1 thought on “Can the dealer in the stock market fake the transaction volume?”
Derek
Can the dealer in the stock market fake the transaction volume? The owner in the stock market can be faked in turnover, but because of the high cost of falsifying the transaction volume, the dealer generally uses this method less. In the stock market, most shareholders refer to the stock market technical index transactions, so the dealer can induce shareholders' transactions through technical indicators to deceive the line. In actual operation, the dealer uses the principle of index formation during the trading process, and uses indicators with higher frequency of shareholders to use the indicators. , Overlay your own financial advantages, make some fake indicators signaling the decision of wrong transactions to induce the indicators to use the indicator to achieve the purpose of sucking or throwing goods, although the transaction volume indicator can also be fraud. Therefore, there are very few fraud now. Because the volume of transaction volume is caused by actual funds, the real money must be used for fake transaction volume. For example, the dealer wants to make a low -level stock for a continuous increase in volume, so as to thus, so as to thus, so as Attracting shareholders to enter the market, the dealer needs a lot of actual funds to buy stocks to do it. When the dealer pulls the stock price to a high level, he can throw the stock chips in his hand by quickly shipping or pulling out. So the entire process, although the volume can be fake, because the cost of fake is very high, the possibility of fake transaction volume is generally not large, because no one is willing to spend a lot of funds for fakes. Unwilling to leave the turnover easily, mistakes are easy to lose money.
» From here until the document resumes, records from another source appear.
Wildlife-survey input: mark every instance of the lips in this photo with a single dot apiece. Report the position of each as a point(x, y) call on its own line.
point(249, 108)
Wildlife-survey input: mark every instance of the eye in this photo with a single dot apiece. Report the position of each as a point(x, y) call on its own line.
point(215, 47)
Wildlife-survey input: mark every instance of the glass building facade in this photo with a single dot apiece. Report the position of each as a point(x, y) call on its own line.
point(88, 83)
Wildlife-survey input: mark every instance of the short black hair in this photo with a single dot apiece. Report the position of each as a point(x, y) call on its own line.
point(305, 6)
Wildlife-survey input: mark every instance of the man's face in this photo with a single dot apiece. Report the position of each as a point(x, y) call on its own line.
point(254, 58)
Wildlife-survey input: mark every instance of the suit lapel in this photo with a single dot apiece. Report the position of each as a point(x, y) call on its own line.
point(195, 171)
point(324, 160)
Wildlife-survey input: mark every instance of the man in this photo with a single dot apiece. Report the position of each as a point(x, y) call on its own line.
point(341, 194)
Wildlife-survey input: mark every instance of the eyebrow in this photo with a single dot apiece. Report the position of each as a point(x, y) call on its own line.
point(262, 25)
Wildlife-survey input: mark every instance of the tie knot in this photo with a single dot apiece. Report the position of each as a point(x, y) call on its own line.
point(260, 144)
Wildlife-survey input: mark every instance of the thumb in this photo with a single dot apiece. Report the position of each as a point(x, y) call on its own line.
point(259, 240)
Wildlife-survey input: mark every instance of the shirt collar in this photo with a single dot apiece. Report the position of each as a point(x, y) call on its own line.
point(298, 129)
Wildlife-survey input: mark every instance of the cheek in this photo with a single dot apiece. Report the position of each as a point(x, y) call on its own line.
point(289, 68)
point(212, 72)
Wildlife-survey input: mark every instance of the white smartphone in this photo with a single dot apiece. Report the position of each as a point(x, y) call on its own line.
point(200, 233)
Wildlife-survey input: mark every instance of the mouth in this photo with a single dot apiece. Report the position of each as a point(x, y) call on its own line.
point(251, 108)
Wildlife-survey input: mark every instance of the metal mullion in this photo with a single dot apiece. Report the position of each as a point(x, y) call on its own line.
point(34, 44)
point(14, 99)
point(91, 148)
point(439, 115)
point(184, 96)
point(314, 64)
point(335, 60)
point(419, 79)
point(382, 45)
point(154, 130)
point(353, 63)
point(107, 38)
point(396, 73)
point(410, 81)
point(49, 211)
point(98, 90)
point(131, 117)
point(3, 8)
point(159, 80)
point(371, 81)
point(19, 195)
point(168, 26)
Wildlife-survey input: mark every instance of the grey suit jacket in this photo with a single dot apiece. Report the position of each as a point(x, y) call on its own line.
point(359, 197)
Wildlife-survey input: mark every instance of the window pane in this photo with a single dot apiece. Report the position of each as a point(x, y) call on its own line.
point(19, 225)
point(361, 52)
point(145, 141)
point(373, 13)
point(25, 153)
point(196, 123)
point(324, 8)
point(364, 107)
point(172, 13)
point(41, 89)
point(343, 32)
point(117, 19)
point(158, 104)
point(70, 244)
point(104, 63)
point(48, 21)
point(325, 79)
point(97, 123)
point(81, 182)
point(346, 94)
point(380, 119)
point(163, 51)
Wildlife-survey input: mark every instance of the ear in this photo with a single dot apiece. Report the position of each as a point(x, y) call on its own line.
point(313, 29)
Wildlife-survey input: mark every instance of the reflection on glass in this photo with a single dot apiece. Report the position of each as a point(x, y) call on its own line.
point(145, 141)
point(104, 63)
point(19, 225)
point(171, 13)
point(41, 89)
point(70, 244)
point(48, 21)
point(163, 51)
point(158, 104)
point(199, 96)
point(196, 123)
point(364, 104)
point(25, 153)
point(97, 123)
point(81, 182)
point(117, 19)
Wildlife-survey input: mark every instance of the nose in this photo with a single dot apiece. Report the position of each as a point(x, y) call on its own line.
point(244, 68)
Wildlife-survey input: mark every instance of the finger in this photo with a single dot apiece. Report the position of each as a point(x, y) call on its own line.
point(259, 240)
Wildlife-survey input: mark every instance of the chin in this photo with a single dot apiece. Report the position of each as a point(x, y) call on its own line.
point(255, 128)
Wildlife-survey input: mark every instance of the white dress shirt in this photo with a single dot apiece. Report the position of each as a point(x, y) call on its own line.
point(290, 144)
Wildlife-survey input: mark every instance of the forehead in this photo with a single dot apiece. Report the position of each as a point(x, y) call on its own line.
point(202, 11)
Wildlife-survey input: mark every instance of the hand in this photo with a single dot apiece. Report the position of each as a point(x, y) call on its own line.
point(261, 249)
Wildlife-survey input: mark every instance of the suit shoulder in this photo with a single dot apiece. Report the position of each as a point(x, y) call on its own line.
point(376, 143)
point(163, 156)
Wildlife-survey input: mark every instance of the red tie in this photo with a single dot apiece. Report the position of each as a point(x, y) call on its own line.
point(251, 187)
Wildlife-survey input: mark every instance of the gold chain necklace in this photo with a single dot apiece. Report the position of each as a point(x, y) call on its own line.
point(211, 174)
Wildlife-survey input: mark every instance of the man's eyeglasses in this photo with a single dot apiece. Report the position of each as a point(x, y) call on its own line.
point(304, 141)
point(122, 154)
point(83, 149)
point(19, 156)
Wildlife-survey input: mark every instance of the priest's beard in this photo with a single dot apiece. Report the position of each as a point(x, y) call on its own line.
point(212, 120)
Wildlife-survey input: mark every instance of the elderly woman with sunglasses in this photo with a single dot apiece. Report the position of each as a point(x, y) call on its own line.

Can the dealer in the stock market fake the transaction volume? The owner in the stock market can be faked in turnover, but because of the high cost of falsifying the transaction volume, the dealer generally uses this method less. In the stock market, most shareholders refer to the stock market technical index transactions, so the dealer can induce shareholders' transactions through technical indicators to deceive the line. In actual operation, the dealer uses the principle of index formation during the trading process, and uses indicators with higher frequency of shareholders to use the indicators. , Overlay your own financial advantages, make some fake indicators signaling the decision of wrong transactions to induce the indicators to use the indicator to achieve the purpose of sucking or throwing goods, although the transaction volume indicator can also be fraud. Therefore, there are very few fraud now. Because the volume of transaction volume is caused by actual funds, the real money must be used for fake transaction volume. For example, the dealer wants to make a low -level stock for a continuous increase in volume, so as to thus, so as to thus, so as Attracting shareholders to enter the market, the dealer needs a lot of actual funds to buy stocks to do it. When the dealer pulls the stock price to a high level, he can throw the stock chips in his hand by quickly shipping or pulling out.
So the entire process, although the volume can be fake, because the cost of fake is very high, the possibility of fake transaction volume is generally not large, because no one is willing to spend a lot of funds for fakes. Unwilling to leave the turnover easily, mistakes are easy to lose money.